**Ordination
in R**

This page covers the R functions to perform
multivariate ordination, including some methods beyond the default biplots for displaying your results graphically. Some of these methods will use functions in
the vegan package, which you should load and install (see here if you
haven’t loaded packages before). The
following four major ordination methods are covered:

1.
Principal
Components Analysis (PCA)

2.
Correspondence
Analysis (CA) and Detrended Correspondence Analysis
(DCA)

3.
Principal
Coordinates Analysis (PCoA)

4.
Non-Metric
Multidimensional Scaling (NMDS).

__Principal Components Analysis (PCA)__

This function is part of the basic R
installation, so you won’t need the vegan package yet. Before you run the function, you will need to
have a data frame containing only numerical data (there can be row names). The default arrangement is to have the
samples (or sites) in rows and the measured variables (or counts) in
columns. You can transpose a data frame
(or matrix) – swap the rows to columns and vice versa – using the transpose
function t(…):

transposed.frame<-t(dataframe)
#transposes data
frame so rows become columns and vice versa

The default setting for the PCA prcomp(…)
function performs ordination using the covariance matrix, for example:

PCA.res<-prcomp(data.frame) #where data.frame is the name of the
data frame variable

If you want to use the correlation matrix (for
example, when the variables are measured in different units or when differences
in their variances are not important for interpretation), specify:

PCA.res<-prcomp(data.frame, scale.=T)

You should store the results as a variable, an
object of class “prcomp” (don’t worry about what “class”
means) that contains specific items.
Most of the time you will want to plot the results manually using the
values provided, to customize the sample colors and other parameters, but to
get a quick plot you can use the biplot(…) command:

biplot(PCA.res)

The first two (most important) components are
plotted, samples are shown in black and the loadings of each variable are shown
by the red arrows. There are two sets of
axis scales; the ones on the right and top correspond to the axis scores for
samples, and the bottom and left axes correspond to the loadings of the
variables. Note that it uses the sample
labels for plot points, which is usually unwieldy. If you have a lot of variables, you will also
get a giant mess of loadings like in the plot above. Because of that, it is often better to
produce a custom plot. That will allow
you to customize other characteristics – grouping samples into categories by
color of the points, for example.

The PCA results object contains the following
variables:

names(PCA.res)

[1]
"sdev" "rotation"
"center"
"scale"
"x"

“Center” and “scale” simply keep track of your
choices when running the function, so “sdev,”
“rotation,” and “x” are the important data. The “sdev” variable
contains the standard deviation for each principal component axis. Because it is more traditional to talk about
variance explained (rather than standard deviation), you can easily convert sdev to variance (variance is standard deviation squared)
or proportion of variance.

You can also assess the proportion of variance
explained by asking for the summary of the PCA results:

summary(PCA.res)

Importance
of components:

PC1 PC2
PC3 PC4 PC5

Standard
deviation 0.175 0.142 0.115 0.0924
0.0845

Proportion
of Variance 0.312 0.205 0.135 0.0871 0.0728

Cumulative
Proportion 0.312
0.517 0.652 0.7395 0.8123

The output is truncated to only include the
first five components.

You can also use “sdev”
to produce a scree plot to help decide how many components to interpret:

The variable somewhat cryptically named “x” actually
contains the axis scores for each sample on each principal component. The variable named “rotation” contains the
values for the loadings, which can be used to add arrows for loadings on the biplot.
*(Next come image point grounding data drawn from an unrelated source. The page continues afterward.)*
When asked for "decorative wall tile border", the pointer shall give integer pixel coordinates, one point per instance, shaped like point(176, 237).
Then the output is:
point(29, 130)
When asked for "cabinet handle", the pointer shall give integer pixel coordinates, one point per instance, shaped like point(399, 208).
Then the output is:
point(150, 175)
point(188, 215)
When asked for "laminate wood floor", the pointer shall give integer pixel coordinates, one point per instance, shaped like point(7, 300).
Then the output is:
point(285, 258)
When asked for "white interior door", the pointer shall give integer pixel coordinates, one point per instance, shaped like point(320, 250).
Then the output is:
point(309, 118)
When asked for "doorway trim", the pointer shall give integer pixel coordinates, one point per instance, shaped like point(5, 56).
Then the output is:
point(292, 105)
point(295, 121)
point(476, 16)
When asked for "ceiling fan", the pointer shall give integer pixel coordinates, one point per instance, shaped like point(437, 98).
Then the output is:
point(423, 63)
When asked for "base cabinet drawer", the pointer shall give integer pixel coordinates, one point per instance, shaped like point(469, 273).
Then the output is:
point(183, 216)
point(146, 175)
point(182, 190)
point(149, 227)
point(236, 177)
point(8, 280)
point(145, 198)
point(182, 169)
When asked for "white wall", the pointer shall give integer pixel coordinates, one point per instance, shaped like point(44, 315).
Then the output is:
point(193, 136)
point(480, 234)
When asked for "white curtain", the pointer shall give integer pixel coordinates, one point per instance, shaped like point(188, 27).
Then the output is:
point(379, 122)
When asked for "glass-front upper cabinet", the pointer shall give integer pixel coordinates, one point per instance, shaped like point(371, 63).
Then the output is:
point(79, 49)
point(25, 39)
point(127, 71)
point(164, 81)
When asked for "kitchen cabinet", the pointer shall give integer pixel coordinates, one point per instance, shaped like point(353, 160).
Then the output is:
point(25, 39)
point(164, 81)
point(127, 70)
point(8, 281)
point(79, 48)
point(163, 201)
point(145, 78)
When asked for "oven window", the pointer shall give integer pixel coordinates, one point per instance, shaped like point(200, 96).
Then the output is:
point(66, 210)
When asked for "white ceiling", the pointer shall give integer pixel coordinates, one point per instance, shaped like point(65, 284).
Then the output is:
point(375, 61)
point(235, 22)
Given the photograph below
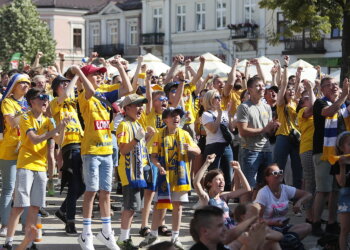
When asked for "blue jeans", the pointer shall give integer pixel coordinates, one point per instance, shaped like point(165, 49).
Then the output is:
point(97, 172)
point(76, 186)
point(284, 148)
point(224, 155)
point(254, 164)
point(8, 174)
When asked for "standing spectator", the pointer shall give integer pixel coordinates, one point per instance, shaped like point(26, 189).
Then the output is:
point(326, 117)
point(286, 112)
point(216, 144)
point(96, 148)
point(255, 125)
point(13, 106)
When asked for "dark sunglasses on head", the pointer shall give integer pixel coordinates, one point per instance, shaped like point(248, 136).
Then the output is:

Even though PCA is not an appropriate ordination
method for this ecological data set, here is an example of the type of biplot you can make by custom plotting. For more information on adding arrows, text
labels, and legends to plots, and information on how to vary colors, see the graphing
page. I also only plotted the ten
largest loadings (the ten most important variables for these two components)
for clarity.

__Correspondence and Detrended
Correspondence Analysis (DCA)__

This function is in the vegan package and is
called “decorana” and it requires a matrix-like
object (data frame) with samples in rows and species in columns (DCA is typically
performed on taxonomic count data, but could be applied to other types of
data). The basic function call is
simple, but you should keep in mind the default settings:

DCA.res<-decorana(dataframe) #performs DCA

The default settings are to 1) perform the detrending/rescaling procedure (ira=0),
2) not downweight rare taxa (iweigh=0),
3) perform four rescaling cycles (iresc=4), and 4)
use 26 segments for detrending/rescaling (mk=26). You generally won’t want to change the
rescaling cycles or segment number, but the first two parameters can be
adjusted. The function only returns the
first four axes.

DCA.res<-decorana(dataframe,ira=1) #performs CA (actually reciprocal averaging)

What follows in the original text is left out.